Doch nicht alle Erinnerungen sind schön: Urs Niedhart sitzt der Schrecken noch heute in den Knochen, wenn er an jenen Moment denkt, an dem ein Teilnehmer auf der Strecke einen Herzstillstand erlitt. Andere LäuferInnen, darunter ein Arzt, gaben ihr Rennen auf und leisteten Erste Hilfe bis zum Eintreffen der Samariter und der REGA. Es war ungewiss, ob der Patient überleben würde. «Da hatten wir schon ein mulmiges Gefühl!» Das Ganze ging jedoch glimpflich aus. Im drauffolgenden Jahr lud man ihn zum Pick-and-Pack-Lauf ein. «An der Rangverkündigung übergaben wir den einstigen Helfern ein Präsent.» Ueli Künzi erzählt gern von folgendem Ereignis: Von Samstag auf Sonntag schneite es ununterbrochen, und die Streckenbauer räumten fast die ganze Nacht.
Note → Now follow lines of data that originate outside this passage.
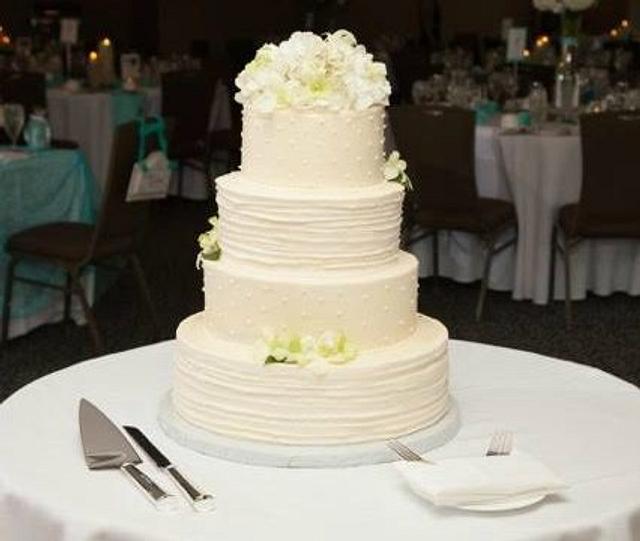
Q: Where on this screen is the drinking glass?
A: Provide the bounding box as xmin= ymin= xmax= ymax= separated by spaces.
xmin=529 ymin=81 xmax=549 ymax=129
xmin=3 ymin=103 xmax=24 ymax=149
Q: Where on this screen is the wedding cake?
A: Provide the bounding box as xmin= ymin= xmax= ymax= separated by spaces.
xmin=166 ymin=30 xmax=451 ymax=456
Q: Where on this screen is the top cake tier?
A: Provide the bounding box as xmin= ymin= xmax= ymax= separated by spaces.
xmin=241 ymin=106 xmax=385 ymax=189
Eine gute Seele war mit der «Schneemaus» – dem Pistengerät der Oeschinenbahn – zur Unterstützung ins Tal gefahren. «Als ich bei Tagesanbruch zur extra für den Anlass gebauten Holzbrücke über den Irfig kam, ragten die Bretter gen Himmel, und in der Mitte des Bachs stand die ‹Schneemaus›. Mithilfe von Manneskraft und vielen PS gelang es, das Fahrzeug aus der misslichen Lage zu befreien. Flugs wurden neue Bretter gelegt und Schnee darüber verteilt. Bis die ersten Läufer die Stelle passierten, war wieder alles tipptopp hergerichtet.»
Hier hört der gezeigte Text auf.